What makes pizza so special for so many of us is not just the wonderful creation itself but also the means through which we invite it into our homes. Because, what could be better than food that comes to you? Part of the magic is deciding where to order from, what toppings to get, phoning up and then waiting. Sorting out the table whilst it makes its way to you and then when it does, there’s the great unveiling. Who gets to unlock the cardboard chest, be the first breathe in the steamy air and gaze at the riches within? Who gets to tear the first slice, be the first to stretch the cheese until is breaks before passing it on? No matter who you are, what money you have or where you’re from pizza should be about sharing, about passing the box to the next person. It’s about leftovers that need to be put in the fridge so that they can be eaten again, so that you can relieve the night before as you nurse the night before with the tincture of sobriety that is cold pizza.
In 1961 DomiNick’s was bought for 500 dollars. In 1999, the same company, now called Dominoes was sold for over 1 billion dollars. Whether you subscribe to that particular brand of pizza is not important because what the Dominoes’ story tells us is that we all love food that comes to us, gets there quickly and can be eaten in slices.
Pizza is now so iconic that there is an emoji for it, when words cannot possibly communicate the sheer magnificence of the slice. You can by pizza costumes, decorate your living room with pizza wallpaper and sleep under a pizza duvet. Pizza is everywhere and on everything and with that globalisation has come a localisation that gives Esposito’s legacy a new lease of life every time a new imagining occurs.
How about a pizza popular in the middle east that comes with cream cheese filled cone twists built into the crust? Or how does Canadian maple bacon with poutine take your fancy? Teriyaki shrimp? Deep fried pizza? Sweet pizza? Pizza covered in chip shop chips anyone?
We can even bulk up on pizzas at home. Fill our freezers with them so that when times are tough we don’t need to go without our favourite food.
Unlike the Roman Empire, Pizza took its time to conquer the world. It had to wait until every ingredient was in place. From the tomatoes, the cheese and the dough, to the fridges, the cars and the delivery person. Nothing was rushed, nothing was hasty and because of that Pizza will reign supreme as long as we have the means to keep those ingredients coming.
All hail, Pizza. King of food.
Pizza Prize takes you into the heart of a traditional pizzeria, in a quaint looking Italian town. There’s a fattish looking fella, with a moustache, chef’s hat and an appetite for creating fantastic looking pizzas. He is the game’s wild symbol and will kiss the heck out of his fingers in a “Bellisimo” kind of way whenever he contributes to a payline.
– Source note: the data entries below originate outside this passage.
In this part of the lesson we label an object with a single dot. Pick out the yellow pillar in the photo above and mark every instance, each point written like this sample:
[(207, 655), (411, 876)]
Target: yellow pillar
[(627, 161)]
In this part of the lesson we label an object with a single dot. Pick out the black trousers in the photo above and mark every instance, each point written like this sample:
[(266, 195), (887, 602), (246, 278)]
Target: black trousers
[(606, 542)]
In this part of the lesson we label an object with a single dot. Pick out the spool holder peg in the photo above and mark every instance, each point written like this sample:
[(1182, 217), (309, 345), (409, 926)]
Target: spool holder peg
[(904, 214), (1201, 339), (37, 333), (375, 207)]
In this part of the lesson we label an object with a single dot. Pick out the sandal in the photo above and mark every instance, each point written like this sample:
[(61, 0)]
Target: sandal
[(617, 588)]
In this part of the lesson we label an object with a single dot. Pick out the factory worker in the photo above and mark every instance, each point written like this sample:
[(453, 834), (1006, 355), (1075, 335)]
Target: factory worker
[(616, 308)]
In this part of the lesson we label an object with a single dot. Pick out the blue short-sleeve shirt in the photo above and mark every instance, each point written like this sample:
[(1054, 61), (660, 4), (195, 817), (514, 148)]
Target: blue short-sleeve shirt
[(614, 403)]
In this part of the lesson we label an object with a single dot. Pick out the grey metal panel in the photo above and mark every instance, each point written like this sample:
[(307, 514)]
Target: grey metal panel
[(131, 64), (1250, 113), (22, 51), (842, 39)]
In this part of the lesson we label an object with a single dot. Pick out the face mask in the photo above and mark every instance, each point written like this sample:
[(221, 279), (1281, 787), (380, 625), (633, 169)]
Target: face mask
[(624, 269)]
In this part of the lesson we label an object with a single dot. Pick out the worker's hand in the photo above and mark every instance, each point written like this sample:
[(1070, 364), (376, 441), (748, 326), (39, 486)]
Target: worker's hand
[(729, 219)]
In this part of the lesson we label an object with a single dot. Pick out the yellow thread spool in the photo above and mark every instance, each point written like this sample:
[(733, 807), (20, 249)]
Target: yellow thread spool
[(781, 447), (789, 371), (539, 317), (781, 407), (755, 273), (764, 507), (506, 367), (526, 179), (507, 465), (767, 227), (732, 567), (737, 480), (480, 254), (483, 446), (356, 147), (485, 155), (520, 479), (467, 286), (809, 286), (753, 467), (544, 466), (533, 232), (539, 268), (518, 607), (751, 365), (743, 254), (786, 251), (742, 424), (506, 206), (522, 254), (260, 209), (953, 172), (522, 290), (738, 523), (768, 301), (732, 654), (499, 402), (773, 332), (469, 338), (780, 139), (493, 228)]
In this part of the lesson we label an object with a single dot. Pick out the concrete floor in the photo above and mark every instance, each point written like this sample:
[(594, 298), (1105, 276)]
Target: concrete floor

The delivery boy is suitably dweeby and all the ingredients needed for a fine and tasty pizza can be found here.
Play the game for free here
I told you pizzas were emojis now, didn’t I? Well here it is in all its emoji glory, a slice of perfect pepperoni pizza, signalling our sole intent to eat pizza and allow nothing to get in our way.
Play the game for free here
Chase the Cheese
This game is an appreciation of one of pizza’s most important ingredients. OK, so it’s not the kind of cheese you normally get on pizza and is most likely being used in the metaphorical sense, cos that’s what we do when we play a slot game, isn’t it? But there are pots of yellow stuff that could be gold or cheese, so for the purpose of this slots space we’ll be calling it cheese.
Play the game for free here
Luxury Rome HD
Naples doesn’t have a slots game that I can find. So instead we move to the nation’s capital, where I’m pretty sure you can get yourself a decent pizza too. The game is set during the height of the mighty Roman Empire when pizza was a mere twinkle in the eye of our Italian friends. But the seeds were being sown, maybe not the tomato ones, but all the other ones, definitely sown.